Уборная ничем не напоминала скромной уютной комнатки Дженни в театре «Ройял» в Бартон–Спа. Она предназначалась для премьера лондонского театра «Олимпик». На столе пестрели цветы в вазах и сверкали хрустальные графины, а над ним висело роскошное, ярко освещенное большое зеркало. Ковер, софа и стулья были темно–малинового цвета. И Джулиан Напье в костюме Гамлета, поверх которого он теперь набросил широкий шелковый халат, был очень красив и импозантен, как и подобает настоящему лондонскому премьеру. Он улыбался, что–то весело мурлыкал и явно был в восторге от самого себя и от всего мира. Он швырнул письма и записки на стол, налил себе порядочную порцию бренди и уселся перед зеркалом, собираясь разгримировываться. В дверь постучали.
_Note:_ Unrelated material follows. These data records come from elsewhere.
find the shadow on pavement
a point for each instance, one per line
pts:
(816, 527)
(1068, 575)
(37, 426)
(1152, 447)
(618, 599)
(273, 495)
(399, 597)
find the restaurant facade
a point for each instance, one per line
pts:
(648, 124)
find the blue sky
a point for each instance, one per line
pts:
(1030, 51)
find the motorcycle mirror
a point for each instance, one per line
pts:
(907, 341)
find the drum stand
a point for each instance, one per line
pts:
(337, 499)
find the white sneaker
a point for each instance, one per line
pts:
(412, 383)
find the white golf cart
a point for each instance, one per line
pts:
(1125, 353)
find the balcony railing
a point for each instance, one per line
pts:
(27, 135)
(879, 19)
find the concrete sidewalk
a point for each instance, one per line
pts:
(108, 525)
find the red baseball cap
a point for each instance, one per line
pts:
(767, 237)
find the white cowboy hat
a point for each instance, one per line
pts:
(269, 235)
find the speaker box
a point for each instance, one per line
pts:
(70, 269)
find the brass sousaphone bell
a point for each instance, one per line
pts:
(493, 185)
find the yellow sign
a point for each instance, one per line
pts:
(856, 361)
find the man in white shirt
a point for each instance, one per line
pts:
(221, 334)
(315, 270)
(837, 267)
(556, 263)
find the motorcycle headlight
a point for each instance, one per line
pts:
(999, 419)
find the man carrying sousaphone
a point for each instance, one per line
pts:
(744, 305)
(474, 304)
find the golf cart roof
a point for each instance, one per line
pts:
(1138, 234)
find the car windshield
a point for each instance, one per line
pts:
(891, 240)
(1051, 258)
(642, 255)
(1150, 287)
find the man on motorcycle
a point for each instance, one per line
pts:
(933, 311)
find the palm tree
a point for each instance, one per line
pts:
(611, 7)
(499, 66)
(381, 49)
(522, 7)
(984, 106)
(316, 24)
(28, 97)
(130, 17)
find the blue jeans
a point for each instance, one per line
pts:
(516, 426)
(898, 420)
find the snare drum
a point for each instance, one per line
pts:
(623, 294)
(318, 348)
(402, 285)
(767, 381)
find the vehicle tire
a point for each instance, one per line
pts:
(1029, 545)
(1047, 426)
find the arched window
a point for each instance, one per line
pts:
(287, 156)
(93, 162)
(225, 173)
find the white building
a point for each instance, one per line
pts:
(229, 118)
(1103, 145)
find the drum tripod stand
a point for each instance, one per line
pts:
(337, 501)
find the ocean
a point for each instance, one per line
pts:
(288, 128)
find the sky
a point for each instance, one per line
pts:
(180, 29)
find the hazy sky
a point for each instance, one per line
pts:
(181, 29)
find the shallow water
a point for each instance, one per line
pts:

Вошедший был толстяк средних лет, длинноволосый, с желтоватым лицом и иссиня–черной козлиной бородкой. Держался он подчеркнуто торжественно, смотрел холодным пристальным взглядом, говорил в нос, растягивая слова, — словом, это был настоящий янки старых времен.
— Мистер Джулиан Напье, — важно начал он.
— Да, сэр, — надменно отвечал Напье. — А вы кто?
— Джекоб Дж.Манглс, сэр, из Нью–Йорка, — отвечал тот, доставая визитную карточку. — Отлично известен миссис Брогэм и всем ведущим импресарио Лондона, мистер Напье.
— Вы были на спектакле, мистер Манглс?
— Имел удовольствие, мистер Напье, и должен вас поздравить с прекрасным исполнением Благородного Датчанина. Чрезвычайно ловко сыграно, мистер Напье.
— Благодарю вас, мистер Манглс. Выпьете со мной?
— Не теперь, сэр, благодарю вас, мой друг миссис Брогам ожидает меня в своем кабинете. Но хочу вам сказать, мистер Напье, что для вас уже приготовлена целая куча долларов и двести тысяч наших лучших граждан мечтают о том дне, когда Джекоб Дж.Манглс даст им возможность увидеть вас в роли Гамлета и во всех ролях, которые вам желательно будет сыграть на Бродвее или где–либо в другом месте. Ваши условия, мистер Напье?